なぜ、状態の悪い人は、改善できないのか?
これは単にこの理由だからです。人間は心、精神、魂と呼ばれるものと、肉体という2つの部分から成り立っています。死んでしまうと魂が抜けてしまうので、単なる動かない物体になることで一目瞭然です。
そして、人は生きている間は、それらの精神によって肉体を動かしています。そして精神が弱まるとどうなるか?というと、肉体を動かすのが億劫になるのです。
肉体は物体です。物理法則に準じます。人の精神が動かさない限り、動かないのです。
そして、精神が弱いと、動きが鈍くなるので、ある方向に動かしてもすぐに止まってしまいます。ですから、せっかく改善できる方法がわかっても、その人の精神は肉体を動かすことを持続できないのです。
結果として、改善できないのです。
では、こういう人を相手にする場合は、どうすれば良いでしょうか?
あまりにも人生に打ちのめされてきた人は、良くなることに対して希望がまったくありません。
ですから、こんなに良いことがあるよ!頑張ろうよ!と言っても、行動できないのです。
また、せっかく良い方向に動いても、また止まってしまったり、また元に戻ってしまうのです。
なぜなら、その人の状態は受身であるからです。誰から何か働きかけない限り動けないのです。
なんとか助けたい人は、そもそも、こんなに良いんだからと力説しますが、状態の悪い人は、動けません。

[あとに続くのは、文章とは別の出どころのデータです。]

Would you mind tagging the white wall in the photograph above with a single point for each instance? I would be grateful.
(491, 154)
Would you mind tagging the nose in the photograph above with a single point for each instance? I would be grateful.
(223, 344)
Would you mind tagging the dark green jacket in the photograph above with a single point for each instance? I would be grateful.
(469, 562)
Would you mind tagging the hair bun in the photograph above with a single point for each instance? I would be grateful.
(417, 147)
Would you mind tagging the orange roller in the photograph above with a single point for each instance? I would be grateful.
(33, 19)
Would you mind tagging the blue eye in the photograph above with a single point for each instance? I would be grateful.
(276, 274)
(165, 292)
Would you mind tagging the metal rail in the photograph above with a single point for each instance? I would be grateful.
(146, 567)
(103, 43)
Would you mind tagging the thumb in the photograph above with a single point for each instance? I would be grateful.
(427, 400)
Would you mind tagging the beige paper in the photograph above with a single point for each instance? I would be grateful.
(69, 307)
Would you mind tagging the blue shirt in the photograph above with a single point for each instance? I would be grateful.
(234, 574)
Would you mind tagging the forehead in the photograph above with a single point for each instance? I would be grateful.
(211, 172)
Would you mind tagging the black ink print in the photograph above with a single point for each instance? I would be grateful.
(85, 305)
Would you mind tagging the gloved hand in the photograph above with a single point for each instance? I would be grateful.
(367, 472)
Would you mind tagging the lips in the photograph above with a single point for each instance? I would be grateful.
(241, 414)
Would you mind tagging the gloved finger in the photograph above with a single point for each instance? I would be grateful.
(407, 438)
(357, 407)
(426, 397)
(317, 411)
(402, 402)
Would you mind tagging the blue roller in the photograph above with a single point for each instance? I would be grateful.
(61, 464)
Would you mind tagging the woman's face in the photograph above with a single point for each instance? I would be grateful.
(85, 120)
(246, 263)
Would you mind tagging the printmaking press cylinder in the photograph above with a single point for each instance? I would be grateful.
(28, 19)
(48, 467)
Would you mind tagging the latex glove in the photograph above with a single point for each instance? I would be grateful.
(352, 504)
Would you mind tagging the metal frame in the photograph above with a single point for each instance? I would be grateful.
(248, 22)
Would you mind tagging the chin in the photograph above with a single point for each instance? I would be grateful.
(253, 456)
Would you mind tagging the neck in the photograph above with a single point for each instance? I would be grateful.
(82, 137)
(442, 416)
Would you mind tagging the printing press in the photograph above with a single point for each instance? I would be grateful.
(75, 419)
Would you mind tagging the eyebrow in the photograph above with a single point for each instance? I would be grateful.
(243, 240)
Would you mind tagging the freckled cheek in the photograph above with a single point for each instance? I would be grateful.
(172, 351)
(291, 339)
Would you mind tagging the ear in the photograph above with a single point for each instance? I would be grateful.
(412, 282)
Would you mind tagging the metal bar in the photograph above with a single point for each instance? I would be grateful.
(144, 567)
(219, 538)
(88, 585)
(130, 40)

これは人を助ける仕事をしている方で、共通する問題なのです。
では解決策はあるのでしょうか?
それは以下のスケールを完全に理解することから入ります。
これはとてもシンプルです。
受身
↓
さらに悪くなることへの恐れ
↓
変わる必要性
↓
良くなることへの欲求
上から下へスケールを移動すれば、人は動くのです。
人間のもっとも基本的な欲求は生存欲求です。蚊でもつぶそうとすると必死で逃げます。これと同様です。ですから、そうした人には、こうしたアプローチが必要なのです。綺麗な言葉で言うとネガティブな欲求に訴える。ネガティブモチベーション、乱暴に言うと脅せば良いのです。
つい可愛そうな境遇にある人に、人は同情してしまいますが、同情した時点で、その人はかわいそうな人であると下に見てみることになるので、これはもっともやってはいけないことなんです。同情されるかわいそうな自分に甘んじて、動かなくなるんです。
そしてその時点であなたはその人の能力、存在を否定していることになるのです。
ですから、心を鬼にして、以下のように言い放つのです。
そして、受身から、さらに悪くなることへの恐れに落とし込むのです。
そうすれば、変わる必要性にまで上がってきます。
そして、そこからよくなる欲求へ上がるのです。
でも、まずやることは、さらに悪くなることへの恐れと落とし込むことです。やり方としては、彼、彼女が直面していない将来を見させるのです。
「お母さん、この子の状態が今のままだと、どうなりますかね。想像してみてね。たぶん一生面倒見るはめになり、子供に縛りつけられますよ。それで良いの?そして、あなたが死んだあとも子供の人生ってあるんですよ。そんな未来を望みたいですか?」
「このままの性格だとロクな男に合わないね。今までもそうだったよね。泣いたことも多いよね。それで押しが強いロクでもない男に押されて結婚したら、どうなると思う?不倫やギャンブルもするだろうし、まして子供までできちゃったら、逃げられないよ。それで、いいの?あなただけでなく子供もかわいそうだし、何より、ご両親悲しむと思うな。」
とグリグリ泣くまでやります。女性にこうしたことを言うと泣かれる方も多いです。しかし、不思議なことに女性は泣く=現実に直面するのです。そして、そうすると改善に向けて動き始めるのです。
これは、状態の悪い人に相対するときに大切なことなのです。
ですから、人をケアする立場、愛する人や友人を何とかしたいと思っている方は、心を鬼にして、こうしたことを思いきって言え!飛び込め!と言いたいです。助ける目的のためには、鬼になってもいいのではないでしょうか?
それが一時的に人を傷つけても将来的にその人の幸せになるなら。。